Even religions with identified ordained clergy, such as Buddhism, have intermediate categories; for example Anagarikas, people who have given up their worldly life and are halfway between monks and lay followers. Some Protestant Christian churches have un-ordained ministers who have ‘accepted the calling’.

This could lead to discrimination between faiths; the refusal to allow the candidature of a Roman Catholic padre while allowing that of a preacher in a Christian Congregational church, for example, could be deemed inequitable. Where does one draw the line between the laity and the clergy?

Another, not-so-obvious ramification could be the weakening of the separation between ‘church’ and ‘state’. The identification of members of the clergy with the other categories mentioned in Article 91 would tend to reinforce the perception of religious bodies as being part and parcel of the state.

The issue of priests standing for election is a matter for the congregations themselves. If the ‘dayakas’ of a Buddhist monastery do not want a monk at their institution to contest, they are free to take steps to have the said monk expelled from the order.

Religious beliefs

It is not the job of the state in secular democracies to Police religious beliefs. Extensions of governmental interference into the personal beliefs of human beings should be resisted if we are to preserve an iota of the freedom of conscience.

It is patently evident that this matter has not been thought through. This motion does not appear to be a reasoned and sound attempt at enshrining within the constitution, provisions for the betterment of the populace.

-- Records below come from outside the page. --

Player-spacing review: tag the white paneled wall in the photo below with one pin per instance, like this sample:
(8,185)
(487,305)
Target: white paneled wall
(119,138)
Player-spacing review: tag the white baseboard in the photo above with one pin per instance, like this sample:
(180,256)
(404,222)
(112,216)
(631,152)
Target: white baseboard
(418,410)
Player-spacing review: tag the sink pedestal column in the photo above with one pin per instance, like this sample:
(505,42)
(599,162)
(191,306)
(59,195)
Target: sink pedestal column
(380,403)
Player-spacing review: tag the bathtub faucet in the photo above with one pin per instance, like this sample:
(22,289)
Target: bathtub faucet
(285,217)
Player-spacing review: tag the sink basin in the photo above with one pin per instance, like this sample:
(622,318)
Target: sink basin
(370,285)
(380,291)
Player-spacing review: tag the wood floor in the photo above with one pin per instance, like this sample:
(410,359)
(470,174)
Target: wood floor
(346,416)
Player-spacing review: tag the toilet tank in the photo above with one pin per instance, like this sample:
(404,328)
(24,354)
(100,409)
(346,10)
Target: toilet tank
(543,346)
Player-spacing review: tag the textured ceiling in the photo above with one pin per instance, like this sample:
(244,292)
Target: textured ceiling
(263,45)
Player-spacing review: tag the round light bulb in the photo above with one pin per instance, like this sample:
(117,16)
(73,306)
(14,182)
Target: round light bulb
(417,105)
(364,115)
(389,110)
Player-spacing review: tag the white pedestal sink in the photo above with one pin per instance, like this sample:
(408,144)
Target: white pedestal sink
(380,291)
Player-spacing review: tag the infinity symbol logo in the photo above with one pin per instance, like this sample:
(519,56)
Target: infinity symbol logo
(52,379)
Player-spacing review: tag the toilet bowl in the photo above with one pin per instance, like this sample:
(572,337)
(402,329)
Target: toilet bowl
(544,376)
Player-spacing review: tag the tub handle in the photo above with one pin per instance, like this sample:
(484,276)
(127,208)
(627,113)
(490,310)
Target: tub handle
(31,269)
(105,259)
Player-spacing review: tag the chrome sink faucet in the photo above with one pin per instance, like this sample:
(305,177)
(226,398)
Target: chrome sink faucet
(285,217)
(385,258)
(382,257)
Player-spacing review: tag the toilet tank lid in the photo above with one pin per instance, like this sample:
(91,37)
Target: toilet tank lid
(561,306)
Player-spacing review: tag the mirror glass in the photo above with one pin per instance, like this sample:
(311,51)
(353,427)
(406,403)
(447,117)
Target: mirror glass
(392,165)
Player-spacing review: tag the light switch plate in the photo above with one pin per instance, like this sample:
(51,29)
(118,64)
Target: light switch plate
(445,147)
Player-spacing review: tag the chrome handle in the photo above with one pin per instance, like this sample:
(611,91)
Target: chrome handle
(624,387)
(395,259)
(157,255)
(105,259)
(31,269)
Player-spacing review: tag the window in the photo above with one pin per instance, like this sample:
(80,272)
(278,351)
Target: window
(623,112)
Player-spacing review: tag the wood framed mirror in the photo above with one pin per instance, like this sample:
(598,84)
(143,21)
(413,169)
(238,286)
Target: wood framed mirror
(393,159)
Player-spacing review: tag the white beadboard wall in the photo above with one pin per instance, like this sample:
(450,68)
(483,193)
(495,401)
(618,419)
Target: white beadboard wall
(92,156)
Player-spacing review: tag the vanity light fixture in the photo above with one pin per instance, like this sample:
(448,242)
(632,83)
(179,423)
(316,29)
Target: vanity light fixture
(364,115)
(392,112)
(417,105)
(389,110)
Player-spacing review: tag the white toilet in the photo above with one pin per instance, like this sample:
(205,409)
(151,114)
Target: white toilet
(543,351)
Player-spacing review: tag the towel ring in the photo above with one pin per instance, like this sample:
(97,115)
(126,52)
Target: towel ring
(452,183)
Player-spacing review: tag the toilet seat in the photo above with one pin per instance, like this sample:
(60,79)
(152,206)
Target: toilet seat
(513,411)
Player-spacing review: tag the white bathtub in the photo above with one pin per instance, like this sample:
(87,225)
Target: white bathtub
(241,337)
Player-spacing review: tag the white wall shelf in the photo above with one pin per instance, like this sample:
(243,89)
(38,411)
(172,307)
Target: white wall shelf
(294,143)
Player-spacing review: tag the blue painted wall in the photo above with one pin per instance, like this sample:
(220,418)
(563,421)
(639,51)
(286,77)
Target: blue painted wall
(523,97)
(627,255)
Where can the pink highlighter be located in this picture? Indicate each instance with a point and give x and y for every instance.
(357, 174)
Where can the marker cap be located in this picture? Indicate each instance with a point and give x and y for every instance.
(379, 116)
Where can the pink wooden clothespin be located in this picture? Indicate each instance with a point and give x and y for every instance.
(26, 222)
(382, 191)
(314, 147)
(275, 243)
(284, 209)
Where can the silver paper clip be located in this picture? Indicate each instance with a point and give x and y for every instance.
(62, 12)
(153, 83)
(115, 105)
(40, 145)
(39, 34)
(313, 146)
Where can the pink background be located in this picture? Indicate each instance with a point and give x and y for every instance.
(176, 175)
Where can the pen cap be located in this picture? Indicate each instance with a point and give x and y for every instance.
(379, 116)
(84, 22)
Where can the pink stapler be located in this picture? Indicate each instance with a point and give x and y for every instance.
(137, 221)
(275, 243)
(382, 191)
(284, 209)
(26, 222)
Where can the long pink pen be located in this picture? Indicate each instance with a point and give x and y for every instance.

It is blatantly obvious that, given the circumstances that Rajapakse has cited as the genesis of the motion, it is a partisan political measure which has been considered precisely and specifically in the context of the Buddhist clergy and the JHU.

The whole exercise appears to be an impromptu knee-jerk reaction to the hot-headed speech of an academic. It is not meet that the basis of the fundamental legislation of this nation should be of such a visceral nature.